# made me smile



## mikeb (Mar 11, 2009)

I went to a small upholstery shop today and the lady was sitting at the counter. Two little black/brown dogs came up to me wagging their tails. They were not havanese but mixed breeds but had quite long hair. I got down on my knees and petted them both as they licked my hands, tails waggin sooo fast. They didnt jump and were very well behaved and very glad to see me. I was so happy petting them both and talking to them thinkin about my puppy being on its way I almost forgot the lady was there. I finally talked to her and did my business (a custom cushion for the front window) then had one more love session with the dogs.
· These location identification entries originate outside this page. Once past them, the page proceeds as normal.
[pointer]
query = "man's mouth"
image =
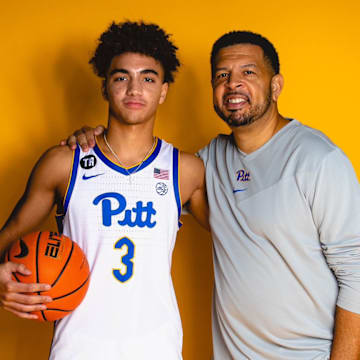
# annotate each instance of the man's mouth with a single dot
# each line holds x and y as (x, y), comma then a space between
(236, 101)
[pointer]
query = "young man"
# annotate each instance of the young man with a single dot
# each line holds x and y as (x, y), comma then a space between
(121, 203)
(284, 217)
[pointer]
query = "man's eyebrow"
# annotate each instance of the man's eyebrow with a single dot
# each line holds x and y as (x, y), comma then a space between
(114, 71)
(124, 71)
(149, 71)
(242, 66)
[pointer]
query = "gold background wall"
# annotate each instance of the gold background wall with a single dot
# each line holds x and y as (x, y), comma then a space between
(47, 89)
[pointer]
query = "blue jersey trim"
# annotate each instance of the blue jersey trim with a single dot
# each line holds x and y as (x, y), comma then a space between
(72, 179)
(176, 182)
(127, 171)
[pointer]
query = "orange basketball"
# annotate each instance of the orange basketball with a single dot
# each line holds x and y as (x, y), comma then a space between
(56, 260)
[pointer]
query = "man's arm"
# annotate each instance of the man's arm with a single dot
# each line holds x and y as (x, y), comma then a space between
(85, 137)
(337, 218)
(47, 182)
(193, 191)
(192, 174)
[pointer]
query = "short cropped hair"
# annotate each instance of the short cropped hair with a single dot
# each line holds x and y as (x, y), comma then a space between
(135, 37)
(246, 37)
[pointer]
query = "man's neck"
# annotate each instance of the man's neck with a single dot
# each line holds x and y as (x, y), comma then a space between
(251, 137)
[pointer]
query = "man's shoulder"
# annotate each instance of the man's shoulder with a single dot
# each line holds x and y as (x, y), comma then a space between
(219, 143)
(56, 159)
(312, 139)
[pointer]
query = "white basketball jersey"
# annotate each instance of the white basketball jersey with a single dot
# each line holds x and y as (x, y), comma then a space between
(127, 227)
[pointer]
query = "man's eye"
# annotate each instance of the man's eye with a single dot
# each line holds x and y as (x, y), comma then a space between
(222, 75)
(147, 79)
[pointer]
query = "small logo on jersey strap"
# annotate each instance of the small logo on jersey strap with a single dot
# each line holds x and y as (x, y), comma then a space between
(238, 190)
(242, 175)
(161, 188)
(88, 162)
(91, 176)
(24, 250)
(161, 174)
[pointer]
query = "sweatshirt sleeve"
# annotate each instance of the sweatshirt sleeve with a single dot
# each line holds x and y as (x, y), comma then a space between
(336, 212)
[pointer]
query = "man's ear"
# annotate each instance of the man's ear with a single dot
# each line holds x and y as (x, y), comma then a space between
(277, 83)
(164, 90)
(103, 90)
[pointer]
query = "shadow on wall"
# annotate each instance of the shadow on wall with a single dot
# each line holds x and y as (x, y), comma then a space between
(70, 96)
(180, 117)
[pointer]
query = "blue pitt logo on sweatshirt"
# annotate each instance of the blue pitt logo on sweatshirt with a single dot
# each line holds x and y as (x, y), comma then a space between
(140, 215)
(242, 175)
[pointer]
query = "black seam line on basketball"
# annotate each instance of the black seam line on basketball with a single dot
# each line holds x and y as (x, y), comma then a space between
(62, 296)
(16, 277)
(14, 274)
(37, 259)
(64, 267)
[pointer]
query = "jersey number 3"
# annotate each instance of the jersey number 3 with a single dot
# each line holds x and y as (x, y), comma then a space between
(126, 246)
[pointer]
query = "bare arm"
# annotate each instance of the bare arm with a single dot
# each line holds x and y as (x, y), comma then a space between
(193, 191)
(85, 137)
(46, 183)
(346, 342)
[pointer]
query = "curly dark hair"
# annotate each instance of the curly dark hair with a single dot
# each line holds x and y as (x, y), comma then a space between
(246, 37)
(135, 37)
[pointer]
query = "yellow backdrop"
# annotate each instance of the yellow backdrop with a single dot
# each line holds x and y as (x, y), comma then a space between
(47, 89)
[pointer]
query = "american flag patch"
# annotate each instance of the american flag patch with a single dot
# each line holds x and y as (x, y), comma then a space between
(161, 174)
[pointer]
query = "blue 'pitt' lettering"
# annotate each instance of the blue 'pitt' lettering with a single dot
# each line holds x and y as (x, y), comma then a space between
(243, 175)
(131, 217)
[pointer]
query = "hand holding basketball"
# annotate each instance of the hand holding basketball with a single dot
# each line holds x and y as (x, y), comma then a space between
(13, 296)
(52, 259)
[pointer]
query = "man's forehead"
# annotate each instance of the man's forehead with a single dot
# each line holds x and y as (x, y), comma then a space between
(240, 52)
(135, 61)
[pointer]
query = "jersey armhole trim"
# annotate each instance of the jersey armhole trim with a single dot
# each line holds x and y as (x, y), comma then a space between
(70, 188)
(176, 182)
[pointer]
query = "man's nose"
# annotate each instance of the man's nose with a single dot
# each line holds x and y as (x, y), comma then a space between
(235, 80)
(134, 87)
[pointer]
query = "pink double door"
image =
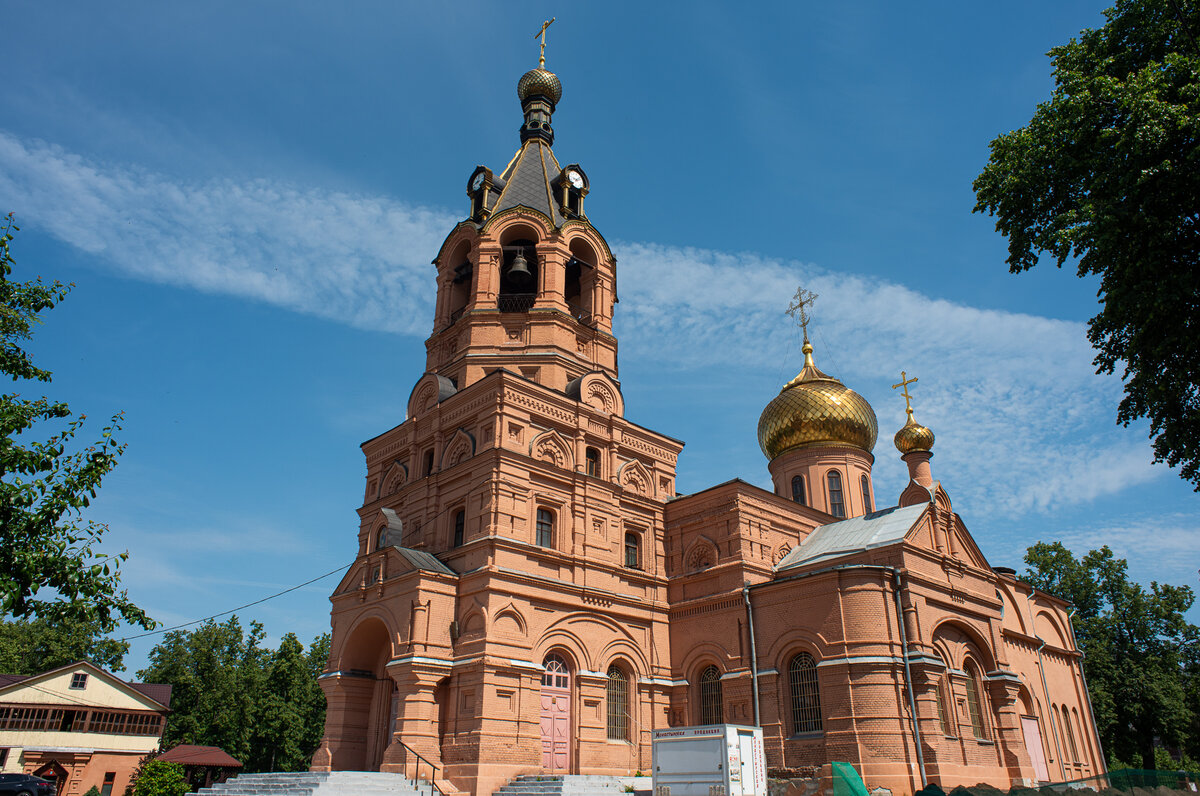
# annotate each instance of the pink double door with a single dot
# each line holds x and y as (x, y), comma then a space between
(556, 716)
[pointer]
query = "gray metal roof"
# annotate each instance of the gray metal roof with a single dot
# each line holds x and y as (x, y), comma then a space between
(875, 530)
(426, 561)
(527, 181)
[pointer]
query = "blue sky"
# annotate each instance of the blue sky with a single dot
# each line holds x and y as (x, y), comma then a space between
(247, 198)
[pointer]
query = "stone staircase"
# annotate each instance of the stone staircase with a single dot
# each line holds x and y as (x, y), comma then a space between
(321, 783)
(564, 785)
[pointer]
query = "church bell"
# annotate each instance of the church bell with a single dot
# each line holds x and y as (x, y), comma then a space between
(519, 271)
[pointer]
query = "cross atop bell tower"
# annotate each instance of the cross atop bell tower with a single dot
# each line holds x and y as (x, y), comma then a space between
(526, 282)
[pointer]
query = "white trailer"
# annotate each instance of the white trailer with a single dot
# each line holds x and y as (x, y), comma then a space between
(711, 760)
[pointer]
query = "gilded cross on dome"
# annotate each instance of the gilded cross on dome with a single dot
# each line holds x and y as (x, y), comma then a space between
(541, 55)
(799, 309)
(904, 383)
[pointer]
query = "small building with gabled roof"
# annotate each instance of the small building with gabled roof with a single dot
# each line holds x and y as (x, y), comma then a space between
(79, 726)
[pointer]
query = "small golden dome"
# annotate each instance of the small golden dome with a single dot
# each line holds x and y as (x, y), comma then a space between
(913, 436)
(816, 410)
(543, 82)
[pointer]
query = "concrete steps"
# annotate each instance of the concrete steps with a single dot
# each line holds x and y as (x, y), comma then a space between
(321, 783)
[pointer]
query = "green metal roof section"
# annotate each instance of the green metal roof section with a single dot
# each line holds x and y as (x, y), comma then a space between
(856, 534)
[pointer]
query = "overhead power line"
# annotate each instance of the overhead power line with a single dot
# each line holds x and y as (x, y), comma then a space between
(271, 597)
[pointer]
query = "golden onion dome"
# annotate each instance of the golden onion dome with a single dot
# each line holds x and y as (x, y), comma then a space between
(816, 410)
(913, 436)
(540, 82)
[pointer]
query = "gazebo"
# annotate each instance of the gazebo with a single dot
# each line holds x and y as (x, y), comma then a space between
(203, 766)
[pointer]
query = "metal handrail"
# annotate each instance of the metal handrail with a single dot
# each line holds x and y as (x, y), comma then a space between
(417, 773)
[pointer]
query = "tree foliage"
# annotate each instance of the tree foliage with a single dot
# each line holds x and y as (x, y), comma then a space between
(262, 706)
(159, 778)
(1108, 172)
(1139, 651)
(33, 646)
(45, 485)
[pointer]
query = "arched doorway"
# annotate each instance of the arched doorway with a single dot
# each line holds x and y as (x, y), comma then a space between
(57, 773)
(556, 714)
(371, 699)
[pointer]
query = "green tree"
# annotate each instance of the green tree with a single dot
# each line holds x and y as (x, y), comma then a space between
(291, 714)
(159, 778)
(262, 706)
(45, 485)
(1108, 172)
(216, 674)
(33, 646)
(1135, 644)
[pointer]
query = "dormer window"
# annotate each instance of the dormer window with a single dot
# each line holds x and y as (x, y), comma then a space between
(478, 189)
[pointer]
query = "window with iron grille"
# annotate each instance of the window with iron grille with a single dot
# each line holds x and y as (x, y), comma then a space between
(802, 677)
(617, 698)
(975, 704)
(711, 704)
(837, 504)
(545, 528)
(798, 490)
(460, 521)
(1071, 735)
(943, 711)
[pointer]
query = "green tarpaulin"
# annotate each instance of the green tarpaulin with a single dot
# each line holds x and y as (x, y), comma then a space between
(846, 780)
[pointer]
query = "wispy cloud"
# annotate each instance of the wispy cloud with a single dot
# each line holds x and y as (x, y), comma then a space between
(1023, 422)
(355, 259)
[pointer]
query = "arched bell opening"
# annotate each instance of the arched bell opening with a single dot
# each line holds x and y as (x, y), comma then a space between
(460, 280)
(519, 270)
(580, 286)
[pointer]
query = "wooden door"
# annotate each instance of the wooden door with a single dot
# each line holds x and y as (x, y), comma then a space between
(1033, 746)
(556, 716)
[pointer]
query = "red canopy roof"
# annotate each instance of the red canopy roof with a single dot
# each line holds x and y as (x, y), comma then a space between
(191, 755)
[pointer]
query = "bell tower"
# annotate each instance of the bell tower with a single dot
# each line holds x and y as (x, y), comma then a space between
(510, 566)
(526, 282)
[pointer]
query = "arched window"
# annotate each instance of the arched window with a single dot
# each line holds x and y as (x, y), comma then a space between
(1071, 735)
(802, 678)
(837, 504)
(617, 699)
(711, 705)
(943, 707)
(557, 674)
(460, 522)
(975, 702)
(798, 490)
(545, 528)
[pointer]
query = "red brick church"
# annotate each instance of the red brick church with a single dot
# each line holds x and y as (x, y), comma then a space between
(531, 594)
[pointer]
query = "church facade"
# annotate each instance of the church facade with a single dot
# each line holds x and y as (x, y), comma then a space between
(532, 596)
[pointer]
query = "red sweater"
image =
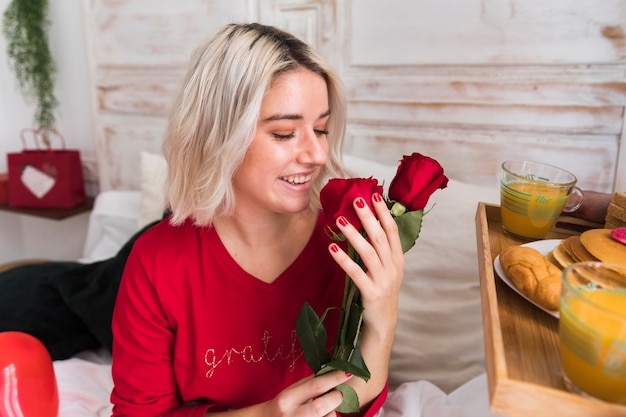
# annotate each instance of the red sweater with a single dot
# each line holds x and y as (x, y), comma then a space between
(192, 330)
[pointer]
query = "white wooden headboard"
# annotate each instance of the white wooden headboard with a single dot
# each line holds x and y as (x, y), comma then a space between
(469, 82)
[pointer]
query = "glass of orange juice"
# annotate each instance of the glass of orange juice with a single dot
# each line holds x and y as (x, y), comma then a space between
(532, 197)
(592, 330)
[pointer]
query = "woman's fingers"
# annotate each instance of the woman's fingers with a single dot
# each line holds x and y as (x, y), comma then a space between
(313, 396)
(382, 248)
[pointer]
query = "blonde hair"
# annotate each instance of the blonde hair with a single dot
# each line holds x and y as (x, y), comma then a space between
(214, 117)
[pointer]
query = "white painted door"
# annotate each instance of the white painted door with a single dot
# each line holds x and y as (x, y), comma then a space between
(469, 82)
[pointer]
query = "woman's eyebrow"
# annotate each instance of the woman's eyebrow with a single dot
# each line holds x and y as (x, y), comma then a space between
(292, 116)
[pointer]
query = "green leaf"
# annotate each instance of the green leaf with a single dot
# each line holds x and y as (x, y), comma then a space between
(353, 326)
(357, 361)
(312, 336)
(357, 369)
(409, 226)
(350, 402)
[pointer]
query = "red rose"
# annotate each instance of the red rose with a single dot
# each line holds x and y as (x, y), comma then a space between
(338, 195)
(417, 177)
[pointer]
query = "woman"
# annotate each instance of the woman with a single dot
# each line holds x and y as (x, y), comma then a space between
(204, 323)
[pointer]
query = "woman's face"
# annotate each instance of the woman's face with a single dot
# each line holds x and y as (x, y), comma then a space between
(289, 147)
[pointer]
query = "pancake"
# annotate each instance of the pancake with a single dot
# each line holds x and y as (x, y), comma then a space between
(602, 246)
(550, 257)
(567, 246)
(580, 252)
(561, 255)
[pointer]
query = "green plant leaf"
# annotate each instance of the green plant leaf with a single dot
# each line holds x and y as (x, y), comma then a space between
(25, 26)
(312, 336)
(409, 226)
(353, 326)
(357, 369)
(350, 402)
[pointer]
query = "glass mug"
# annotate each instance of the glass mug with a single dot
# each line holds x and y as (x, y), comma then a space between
(532, 197)
(592, 330)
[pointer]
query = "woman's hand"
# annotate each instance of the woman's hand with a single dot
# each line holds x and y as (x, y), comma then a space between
(311, 396)
(383, 258)
(379, 285)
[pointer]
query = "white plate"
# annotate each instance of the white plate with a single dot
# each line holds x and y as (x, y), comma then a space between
(543, 246)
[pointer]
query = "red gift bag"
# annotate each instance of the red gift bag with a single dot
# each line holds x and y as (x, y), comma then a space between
(45, 178)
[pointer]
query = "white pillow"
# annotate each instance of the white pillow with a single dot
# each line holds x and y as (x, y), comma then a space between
(153, 173)
(439, 336)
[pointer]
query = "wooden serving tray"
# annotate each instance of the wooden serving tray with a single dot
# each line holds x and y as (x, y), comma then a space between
(522, 355)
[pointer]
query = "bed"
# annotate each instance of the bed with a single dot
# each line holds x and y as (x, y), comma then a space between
(468, 103)
(437, 366)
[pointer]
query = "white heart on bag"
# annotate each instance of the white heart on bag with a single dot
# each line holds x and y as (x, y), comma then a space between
(38, 182)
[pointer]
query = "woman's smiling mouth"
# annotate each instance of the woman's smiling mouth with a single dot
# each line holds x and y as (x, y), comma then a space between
(297, 179)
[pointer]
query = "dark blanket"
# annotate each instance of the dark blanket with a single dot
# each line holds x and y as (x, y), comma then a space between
(66, 305)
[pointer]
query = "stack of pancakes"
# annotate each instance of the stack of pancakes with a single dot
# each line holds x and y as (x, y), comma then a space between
(616, 214)
(595, 245)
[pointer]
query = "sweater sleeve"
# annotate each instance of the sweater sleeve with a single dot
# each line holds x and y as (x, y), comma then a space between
(143, 345)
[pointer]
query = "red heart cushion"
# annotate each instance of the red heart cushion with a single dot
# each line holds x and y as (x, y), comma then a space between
(28, 386)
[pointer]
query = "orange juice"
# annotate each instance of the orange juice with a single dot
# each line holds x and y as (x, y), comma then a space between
(593, 342)
(531, 209)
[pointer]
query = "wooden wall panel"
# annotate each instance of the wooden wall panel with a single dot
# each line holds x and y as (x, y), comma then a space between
(471, 82)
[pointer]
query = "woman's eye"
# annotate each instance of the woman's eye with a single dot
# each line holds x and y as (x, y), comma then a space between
(283, 136)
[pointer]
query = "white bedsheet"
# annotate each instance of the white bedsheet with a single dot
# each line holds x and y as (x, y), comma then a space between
(85, 384)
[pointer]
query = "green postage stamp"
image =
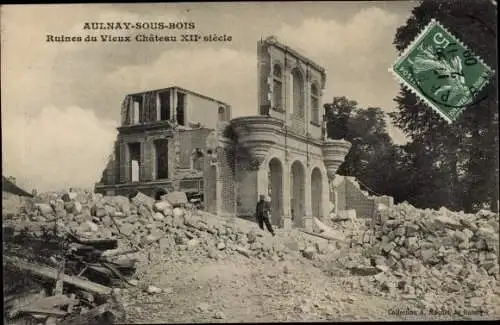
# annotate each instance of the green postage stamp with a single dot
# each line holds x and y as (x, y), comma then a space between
(442, 71)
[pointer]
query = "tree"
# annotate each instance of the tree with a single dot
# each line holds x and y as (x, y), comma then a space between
(464, 155)
(372, 156)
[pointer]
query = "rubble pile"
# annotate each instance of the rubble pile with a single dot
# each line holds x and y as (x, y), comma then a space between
(425, 251)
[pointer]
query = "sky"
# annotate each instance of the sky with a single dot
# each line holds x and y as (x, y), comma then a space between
(61, 100)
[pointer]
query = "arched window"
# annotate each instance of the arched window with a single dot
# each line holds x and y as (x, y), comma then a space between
(198, 159)
(277, 87)
(222, 113)
(298, 92)
(314, 103)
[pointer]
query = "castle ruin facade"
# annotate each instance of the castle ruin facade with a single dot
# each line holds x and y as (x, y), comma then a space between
(283, 151)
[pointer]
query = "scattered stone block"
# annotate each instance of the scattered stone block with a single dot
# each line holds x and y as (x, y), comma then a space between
(308, 253)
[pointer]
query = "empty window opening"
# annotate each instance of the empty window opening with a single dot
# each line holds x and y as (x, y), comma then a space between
(165, 106)
(159, 193)
(198, 159)
(298, 93)
(135, 161)
(137, 109)
(181, 106)
(315, 103)
(161, 149)
(277, 87)
(222, 113)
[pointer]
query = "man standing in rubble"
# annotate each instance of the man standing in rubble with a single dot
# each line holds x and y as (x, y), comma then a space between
(262, 212)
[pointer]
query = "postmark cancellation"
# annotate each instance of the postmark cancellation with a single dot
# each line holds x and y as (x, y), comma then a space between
(442, 71)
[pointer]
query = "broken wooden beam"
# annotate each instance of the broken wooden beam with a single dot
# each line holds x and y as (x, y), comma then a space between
(51, 273)
(100, 244)
(88, 317)
(40, 311)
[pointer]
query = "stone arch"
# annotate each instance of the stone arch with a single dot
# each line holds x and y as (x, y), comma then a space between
(317, 192)
(275, 190)
(210, 195)
(198, 159)
(297, 193)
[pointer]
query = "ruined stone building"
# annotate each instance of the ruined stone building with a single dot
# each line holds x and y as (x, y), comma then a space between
(282, 151)
(161, 141)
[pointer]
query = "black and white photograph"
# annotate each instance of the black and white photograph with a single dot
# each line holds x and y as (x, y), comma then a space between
(243, 162)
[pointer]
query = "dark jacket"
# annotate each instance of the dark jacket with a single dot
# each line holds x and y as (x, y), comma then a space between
(263, 209)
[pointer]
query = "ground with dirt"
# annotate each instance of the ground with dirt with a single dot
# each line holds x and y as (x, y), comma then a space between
(196, 267)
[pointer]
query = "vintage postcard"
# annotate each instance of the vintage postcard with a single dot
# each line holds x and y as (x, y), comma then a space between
(250, 162)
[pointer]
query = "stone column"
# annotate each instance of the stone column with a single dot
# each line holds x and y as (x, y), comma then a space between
(219, 179)
(124, 162)
(262, 182)
(173, 105)
(308, 201)
(287, 215)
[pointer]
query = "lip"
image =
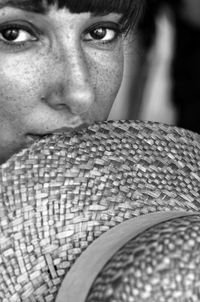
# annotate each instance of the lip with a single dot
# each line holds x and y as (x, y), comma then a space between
(32, 137)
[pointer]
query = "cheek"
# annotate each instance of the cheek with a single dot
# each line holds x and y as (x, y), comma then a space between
(20, 85)
(106, 74)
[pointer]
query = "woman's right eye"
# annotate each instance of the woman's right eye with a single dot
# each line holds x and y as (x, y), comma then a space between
(16, 35)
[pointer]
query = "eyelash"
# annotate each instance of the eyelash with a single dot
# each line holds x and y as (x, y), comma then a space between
(26, 28)
(116, 27)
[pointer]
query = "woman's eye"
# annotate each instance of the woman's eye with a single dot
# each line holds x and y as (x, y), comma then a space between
(101, 34)
(16, 35)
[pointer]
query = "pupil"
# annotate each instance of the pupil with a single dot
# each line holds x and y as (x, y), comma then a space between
(99, 33)
(10, 34)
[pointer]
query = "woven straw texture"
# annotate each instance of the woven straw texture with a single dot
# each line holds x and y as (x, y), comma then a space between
(65, 190)
(162, 264)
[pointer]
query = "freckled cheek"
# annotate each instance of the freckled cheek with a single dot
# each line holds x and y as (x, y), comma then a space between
(107, 78)
(20, 87)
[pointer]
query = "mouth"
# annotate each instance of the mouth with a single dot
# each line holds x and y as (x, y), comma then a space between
(32, 137)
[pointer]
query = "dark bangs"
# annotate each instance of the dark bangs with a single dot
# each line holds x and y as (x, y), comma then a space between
(130, 9)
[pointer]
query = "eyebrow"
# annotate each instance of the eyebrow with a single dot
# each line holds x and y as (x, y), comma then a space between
(27, 5)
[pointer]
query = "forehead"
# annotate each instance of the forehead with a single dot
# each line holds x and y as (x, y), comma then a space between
(74, 6)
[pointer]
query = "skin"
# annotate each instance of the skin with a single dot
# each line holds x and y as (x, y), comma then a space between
(55, 74)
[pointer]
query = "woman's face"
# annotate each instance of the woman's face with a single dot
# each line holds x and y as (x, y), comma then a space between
(57, 70)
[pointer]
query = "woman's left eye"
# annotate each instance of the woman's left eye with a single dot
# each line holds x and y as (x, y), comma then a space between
(16, 35)
(102, 34)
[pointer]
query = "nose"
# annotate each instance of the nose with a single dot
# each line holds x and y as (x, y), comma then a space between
(72, 87)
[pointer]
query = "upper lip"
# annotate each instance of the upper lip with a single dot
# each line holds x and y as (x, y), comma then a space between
(58, 130)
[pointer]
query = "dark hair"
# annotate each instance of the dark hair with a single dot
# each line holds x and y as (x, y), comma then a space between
(130, 9)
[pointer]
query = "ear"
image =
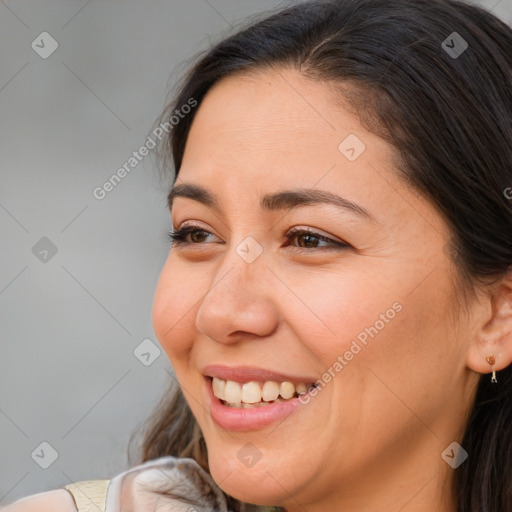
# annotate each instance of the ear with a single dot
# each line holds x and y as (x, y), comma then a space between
(493, 335)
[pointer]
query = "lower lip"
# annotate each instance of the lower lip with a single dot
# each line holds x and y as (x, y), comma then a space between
(254, 418)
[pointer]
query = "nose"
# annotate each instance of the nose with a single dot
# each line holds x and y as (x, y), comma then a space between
(239, 303)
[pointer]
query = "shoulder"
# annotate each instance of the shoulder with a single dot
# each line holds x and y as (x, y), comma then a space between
(57, 500)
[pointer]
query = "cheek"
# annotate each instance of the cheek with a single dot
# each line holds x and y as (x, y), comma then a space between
(174, 303)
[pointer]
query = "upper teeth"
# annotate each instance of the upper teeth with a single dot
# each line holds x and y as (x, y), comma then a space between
(254, 392)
I smiled as I left, can't wait for my puppy.


----------



## imamurph (Apr 15, 2008)

Well, Mike ..get ready to HAV-An-AFFAIR..because you will completly fall in love with this breed... I bet you'll end up with MHS!!!ound:


----------



## kelrobin (Jan 21, 2008)

Sounds like he already has it, and he hasn't even seen his puppy(ies)! Aw heck, just go ahead and pick out two like that lady . . . double your fun and be in full blown MHS!!


----------



## imamurph (Apr 15, 2008)

Your right Kathy..he should just take our advice and get TWO now!ound:


----------



## Pixiesmom (Jul 31, 2008)

Two or three-call the breeder now!


----------



## Lunastar (Feb 9, 2009)

I hope the cushion is for your new little baby. We have a chair at the front window for the girls. Nice soft baby blanket on it along with two soft throw pillows. It is their lookout for when we are gone. They stay right there waiting for us to get home.


----------



## Scooter's Family (May 23, 2008)

Might as well get two now, you can potty train at the same time. You're gonna get MHS anyway!


----------